Really,
really disturbing news on the stem cell research front, folks. Two teams of scientists claim to have created human stem cells from skin cells, by "adding four genes." If this breakthrough becomes standardized, there will be no need to create and destroy human embryos to harvest stem cells.
This turn of events is disturbing because stem cell research had become the rhetorical silver bullet in the abortion debate. It turned tables on the pro-life crowd, allowing pro-choice advocates to advocate life -- of the handicapped or elderly. Meanwhile, those who tried to defend life as an absolute line beginning as conception were left trying to protect a lump of cells, as it were, allegedly against the existing lives of the born.
Embryonic stem cell research was a huge table turning for the abortion crowd, which for years had been on the defensive against ghastly images of aborted fetuses and brilliantly moving images of healthy fetuses clearly alive and human in the womb. The stem cell debate frustrated and split the pro-life coalition, as many a pro-life public official crossed the line in hopes of curing everything from Alzheimer's to autism. I'm very firmly pro-life myself, but found myself surprisingly conflicted on this one.
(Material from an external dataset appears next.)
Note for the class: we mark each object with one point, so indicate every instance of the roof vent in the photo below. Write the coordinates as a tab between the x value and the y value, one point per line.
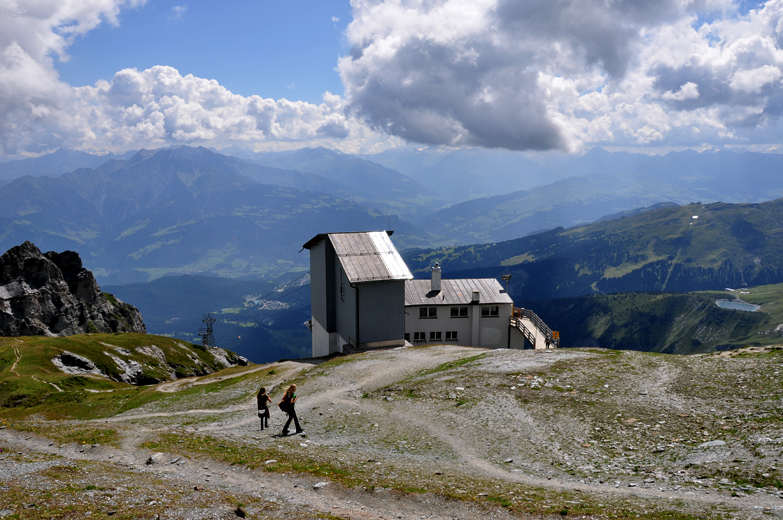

Now all those rhetorical gains may go up in a poof of research, if implications of this research are borne out and publicized:
All they had to do, the scientists said, was add four genes. The genes reprogrammed the chromosomes of the skin cells, making the cells into blank slates that should be able to turn into any of the 220 cell types of the human body, be it heart, brain, blood or bone. Until now, the only way to get such human universal cells was to pluck them from a human embryo several days after fertilization, destroying the embryo in the process.
This will be frustrating to some, but I can live with it.